Deload and taper weeks: why rest feels harder than long runs

Why rest days and deload weeks can trigger anxiety, and how to survive them without losing your mind.

Deload and taper weeks: why rest feels harder than long runs

Marathon training teaches you to run for hours. Rest days teach you to stare at your shoes like an addict in withdrawal. When the plan says “easy week” or it’s time for your taper, your legs don’t feel grateful. Your brain doesn’t sigh with relief. Instead, it spins out: What if I’m losing fitness? What if I never get it back? What if I won't be able to run again?

Sometimes, the only thing harder than your weekly long run is not running at all.

Why you feel rubbish during deload and taper weeks

When you cut back on mileage, your brain chemistry doesn’t always politely go, “Oh, thank you for the break.” It sulks. Endorphins and dopamine will drop to the floor, and your mood goes with them. Meanwhile, your body is still producing cortisol (a.k.a. the stress hormone) as if you were still in a high mileage week. Your nervous system has been trained to expect effort every day, and when it doesn’t get it, it paces like a dog waiting for a walk.
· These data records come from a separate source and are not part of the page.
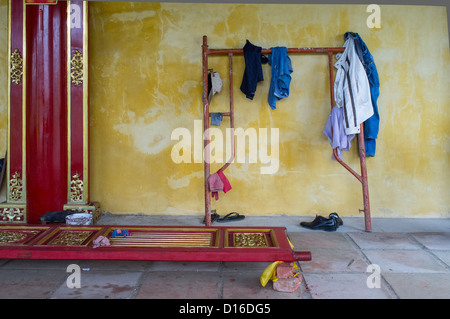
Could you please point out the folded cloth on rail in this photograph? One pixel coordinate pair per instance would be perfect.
(351, 88)
(253, 69)
(335, 131)
(216, 118)
(218, 182)
(371, 125)
(281, 75)
(214, 84)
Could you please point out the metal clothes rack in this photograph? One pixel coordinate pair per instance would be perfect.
(206, 52)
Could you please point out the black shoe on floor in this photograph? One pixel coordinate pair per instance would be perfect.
(321, 223)
(338, 219)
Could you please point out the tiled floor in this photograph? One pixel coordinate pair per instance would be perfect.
(400, 258)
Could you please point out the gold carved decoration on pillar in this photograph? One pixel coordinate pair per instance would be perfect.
(76, 68)
(249, 240)
(16, 67)
(15, 187)
(76, 188)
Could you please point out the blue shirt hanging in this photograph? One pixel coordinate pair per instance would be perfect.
(281, 75)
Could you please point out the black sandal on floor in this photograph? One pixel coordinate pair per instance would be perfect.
(230, 217)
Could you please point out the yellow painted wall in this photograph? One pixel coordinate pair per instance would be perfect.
(145, 81)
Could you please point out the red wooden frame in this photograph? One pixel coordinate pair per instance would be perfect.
(38, 242)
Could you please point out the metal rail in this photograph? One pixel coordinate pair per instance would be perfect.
(362, 178)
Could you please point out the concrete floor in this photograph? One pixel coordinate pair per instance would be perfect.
(411, 256)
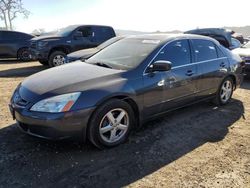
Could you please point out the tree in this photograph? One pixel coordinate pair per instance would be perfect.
(10, 9)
That’s why deload weeks don’t just make you restless — they make you anxious. Stress hormones with nowhere to go end up fuelling catastrophes out of nothing, like turning a typo into a life crisis. At the same time, your brain has been conditioned to see mileage as proof of progress. Take the miles away, and every blank day on the plan feels like sliding backwards. The chemistry, the hormones, and the psychology all pile on to convince you that stopping is dangerous, even when it’s exactly what your body needs.

The irrational thoughts (every runner knows them)

Will I lose fitness on rest days?

Unlikely. You don’t lose anything measurable from a day off. Fitness dips happen over weeks and months, not hours. But your brain refuses to believe that, so one skipped session sometimes feels like the start of the end.

Will a deload week ruin my training?

Quite the opposite: deloads give your muscles, joints, and nervous system a chance to adapt. Without them, you just dig yourself into a fatigue hole. But logic doesn’t help much when you’re scrolling Strava and watching everyone else “still crushing it.”

Why does my body feel worse when I run less?

Your nervous system doesn’t like change. Reduce the stress and suddenly you get phantom aches, heavy legs, random twinges. It’s your body’s way of throwing a tantrum. Call it taper madness, call it the fitness equivalent of a nicotine craving — either way, it’s unnerving.

How to survive deload and taper weeks

Deload weeks are basically a psychological prank. You’ve been told to slow down, but your body interprets that as a threat. The trick is not to sneak in “just a cheeky 10k,” but to give yourself small outlets that don’t wreck the whole plan. It’s like a fire drill at the office: no one believes it’s real, everyone’s annoyed, but ignoring it is exactly how disasters happen.

  • Channel the energy. Think of it like sneaking a cigarette break. A walk, some stretching, half-arsed yoga — just enough to take the edge off without wrecking recovery.
  • Reframe the goal. Recovery isn’t absence, it’s construction. Your body is literally rebuilding while you sit there panicking that nothing’s happening. Think of it as training you can’t see yet.
  • Make recovery its own ritual. Prep your race kit, batch-cook your carb stash, make playlists, clean your shoes. Give yourself “training tasks” that don’t involve pounding pavements.
  • Think long-term. One quiet week doesn’t erase months of training. Fitness builds in arcs, not in single runs. Deloads and tapers are the cement setting on a building — without that pause, the whole structure crumbles.

Patience is training too

Deload weeks can feel like punishment, but they’re actually the part where gains stick. If you can sit through the anxiety of stillness, when every nerve in your body is screaming to run, you’re building endurance of a different kind. And if you can endure taper week without sneaking in “just a cheeky 10k,” the race itself will be a breeze.